Federal prosecutors are seeking the death penalty in their case against Jairo Saenz, the alleged No. 2 leader of MS-13. They say Saenz brutally murdered two Brentwood High School students.
The announcement comes four months after prosecutors said they would seek the death penalty against Jairo's brother Alexi Saenz, the alleged leader of the gang in the 2016 killing of Kayla Cuevas and Nisa Mickens.
Prosecutors say she and Cuevas were murdered with baseball bats and machetes over a petty dispute between Cuevas and the alleged gang members.
When asked about the death penalty, Mickens' father said he's against it, saying, "Why does another family have to suffer the way I'm suffering?"
Anti-gang activist Sergio Argueta says the death penalty does little to deter gang membership and gang-related crimes.

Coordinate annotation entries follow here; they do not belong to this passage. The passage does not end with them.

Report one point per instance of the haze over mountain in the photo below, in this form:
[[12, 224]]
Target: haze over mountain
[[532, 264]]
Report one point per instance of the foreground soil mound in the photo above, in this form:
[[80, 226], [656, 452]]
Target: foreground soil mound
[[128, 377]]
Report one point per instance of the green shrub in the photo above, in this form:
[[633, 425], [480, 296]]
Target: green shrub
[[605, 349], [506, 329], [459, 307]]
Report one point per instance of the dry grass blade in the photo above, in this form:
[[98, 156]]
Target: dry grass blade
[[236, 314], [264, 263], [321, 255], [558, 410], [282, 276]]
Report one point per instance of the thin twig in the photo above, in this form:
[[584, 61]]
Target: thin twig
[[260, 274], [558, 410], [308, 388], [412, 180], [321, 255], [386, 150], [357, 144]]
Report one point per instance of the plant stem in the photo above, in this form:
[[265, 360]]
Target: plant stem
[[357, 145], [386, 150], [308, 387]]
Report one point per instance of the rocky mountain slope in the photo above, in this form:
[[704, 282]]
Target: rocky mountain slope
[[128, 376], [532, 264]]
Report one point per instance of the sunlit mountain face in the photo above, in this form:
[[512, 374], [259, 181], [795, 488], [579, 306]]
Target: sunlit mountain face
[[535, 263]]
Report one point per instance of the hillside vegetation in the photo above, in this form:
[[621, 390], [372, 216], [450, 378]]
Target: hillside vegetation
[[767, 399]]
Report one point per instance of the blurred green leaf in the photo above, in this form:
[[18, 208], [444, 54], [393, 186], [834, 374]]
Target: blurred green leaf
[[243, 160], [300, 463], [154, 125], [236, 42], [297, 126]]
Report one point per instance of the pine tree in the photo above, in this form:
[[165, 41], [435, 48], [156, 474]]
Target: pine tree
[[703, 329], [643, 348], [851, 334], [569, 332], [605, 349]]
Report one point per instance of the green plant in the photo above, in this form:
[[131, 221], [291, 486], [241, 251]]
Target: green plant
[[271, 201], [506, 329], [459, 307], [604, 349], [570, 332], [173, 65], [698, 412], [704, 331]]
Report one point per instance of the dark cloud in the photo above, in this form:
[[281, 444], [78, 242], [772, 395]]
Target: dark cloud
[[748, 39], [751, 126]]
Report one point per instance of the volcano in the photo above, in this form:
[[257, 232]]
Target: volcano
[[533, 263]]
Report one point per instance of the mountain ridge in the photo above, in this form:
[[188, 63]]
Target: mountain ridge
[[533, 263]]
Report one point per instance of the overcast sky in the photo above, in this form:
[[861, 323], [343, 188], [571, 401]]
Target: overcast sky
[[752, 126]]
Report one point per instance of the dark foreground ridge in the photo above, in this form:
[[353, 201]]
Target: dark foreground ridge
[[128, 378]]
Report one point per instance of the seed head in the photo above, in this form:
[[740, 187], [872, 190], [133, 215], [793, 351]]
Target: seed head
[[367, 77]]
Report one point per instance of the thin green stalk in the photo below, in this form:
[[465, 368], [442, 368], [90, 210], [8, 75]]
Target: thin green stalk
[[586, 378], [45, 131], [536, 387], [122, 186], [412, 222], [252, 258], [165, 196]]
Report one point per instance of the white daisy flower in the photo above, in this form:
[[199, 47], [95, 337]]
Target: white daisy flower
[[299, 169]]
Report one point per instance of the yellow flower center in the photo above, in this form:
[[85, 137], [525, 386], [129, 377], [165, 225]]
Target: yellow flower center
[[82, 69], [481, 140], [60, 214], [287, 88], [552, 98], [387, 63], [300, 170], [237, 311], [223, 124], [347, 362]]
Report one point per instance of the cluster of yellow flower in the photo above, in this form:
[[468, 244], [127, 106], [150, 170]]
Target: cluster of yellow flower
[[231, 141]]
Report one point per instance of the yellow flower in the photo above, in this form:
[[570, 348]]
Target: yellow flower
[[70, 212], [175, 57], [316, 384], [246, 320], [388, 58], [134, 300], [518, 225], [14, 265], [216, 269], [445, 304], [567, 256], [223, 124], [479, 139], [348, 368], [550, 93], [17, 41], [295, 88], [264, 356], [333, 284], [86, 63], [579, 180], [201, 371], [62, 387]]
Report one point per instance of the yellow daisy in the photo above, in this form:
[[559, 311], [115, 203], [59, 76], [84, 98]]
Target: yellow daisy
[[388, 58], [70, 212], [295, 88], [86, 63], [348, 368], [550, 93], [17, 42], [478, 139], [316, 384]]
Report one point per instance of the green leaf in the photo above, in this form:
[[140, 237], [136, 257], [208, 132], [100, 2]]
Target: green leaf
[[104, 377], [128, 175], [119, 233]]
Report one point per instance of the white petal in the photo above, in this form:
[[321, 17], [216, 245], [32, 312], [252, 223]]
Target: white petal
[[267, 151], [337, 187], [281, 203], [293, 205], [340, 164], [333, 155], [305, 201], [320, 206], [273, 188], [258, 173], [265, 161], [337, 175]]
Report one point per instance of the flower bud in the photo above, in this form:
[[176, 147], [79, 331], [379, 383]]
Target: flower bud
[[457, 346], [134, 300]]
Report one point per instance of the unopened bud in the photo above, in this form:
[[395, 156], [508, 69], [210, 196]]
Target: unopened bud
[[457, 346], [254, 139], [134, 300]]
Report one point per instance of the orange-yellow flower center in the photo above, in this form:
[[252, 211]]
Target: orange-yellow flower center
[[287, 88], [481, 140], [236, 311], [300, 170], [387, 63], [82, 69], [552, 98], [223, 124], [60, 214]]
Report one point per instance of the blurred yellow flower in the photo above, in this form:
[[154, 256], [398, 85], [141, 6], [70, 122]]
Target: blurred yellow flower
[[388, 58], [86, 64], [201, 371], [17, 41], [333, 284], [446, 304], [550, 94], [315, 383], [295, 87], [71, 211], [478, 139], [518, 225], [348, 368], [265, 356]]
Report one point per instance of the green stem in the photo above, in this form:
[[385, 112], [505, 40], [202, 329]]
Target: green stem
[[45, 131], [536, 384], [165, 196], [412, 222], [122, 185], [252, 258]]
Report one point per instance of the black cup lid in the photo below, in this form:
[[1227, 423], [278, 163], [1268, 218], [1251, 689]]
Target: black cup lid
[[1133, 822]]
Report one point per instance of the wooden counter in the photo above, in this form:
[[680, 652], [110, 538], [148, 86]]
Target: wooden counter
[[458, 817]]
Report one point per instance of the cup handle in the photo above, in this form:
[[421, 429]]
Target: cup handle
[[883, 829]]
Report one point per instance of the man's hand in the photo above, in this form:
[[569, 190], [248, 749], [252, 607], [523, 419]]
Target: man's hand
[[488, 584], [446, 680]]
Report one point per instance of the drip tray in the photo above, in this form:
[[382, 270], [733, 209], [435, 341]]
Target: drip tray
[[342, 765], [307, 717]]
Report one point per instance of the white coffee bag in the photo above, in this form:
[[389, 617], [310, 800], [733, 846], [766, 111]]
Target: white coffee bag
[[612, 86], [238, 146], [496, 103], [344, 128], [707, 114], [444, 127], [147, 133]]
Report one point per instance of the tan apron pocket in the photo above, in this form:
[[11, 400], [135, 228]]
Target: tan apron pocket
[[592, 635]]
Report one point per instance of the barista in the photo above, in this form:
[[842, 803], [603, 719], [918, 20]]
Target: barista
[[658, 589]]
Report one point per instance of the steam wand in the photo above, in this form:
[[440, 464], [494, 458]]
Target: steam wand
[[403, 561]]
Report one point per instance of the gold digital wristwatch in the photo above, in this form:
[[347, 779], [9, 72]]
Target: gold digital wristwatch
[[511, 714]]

"What we know is harsh penalties have never really had an impact in interrupting the gang pipeline," he says. "So if you want to keep people from gang life, what you do is offer opportunities before they get involved."
Prosecutors say the death penalty is called for because the killings were carried out "in an especially heinous, cruel and depraved manner in that it involved torture and serious physical abuse to the victims."
Death penalty expert Richard Klein says historically, the federal government has sought the death penalty to put pressure on the defendants to enter a guilty plea.
"Sometimes if a defendant knows -- 'if I go to trial, I can well receive the death penalty,' the defendant then might attempt to work out a plea deal where the defendant would enter a plea of guilty, there wouldn't be the need for the trial, there wouldn't be the need for the families to have to testify," says Klein.
If either of the Saenz brothers are convicted at trial and put to death, it would mark the first federal execution involving a murder in New York since 1954.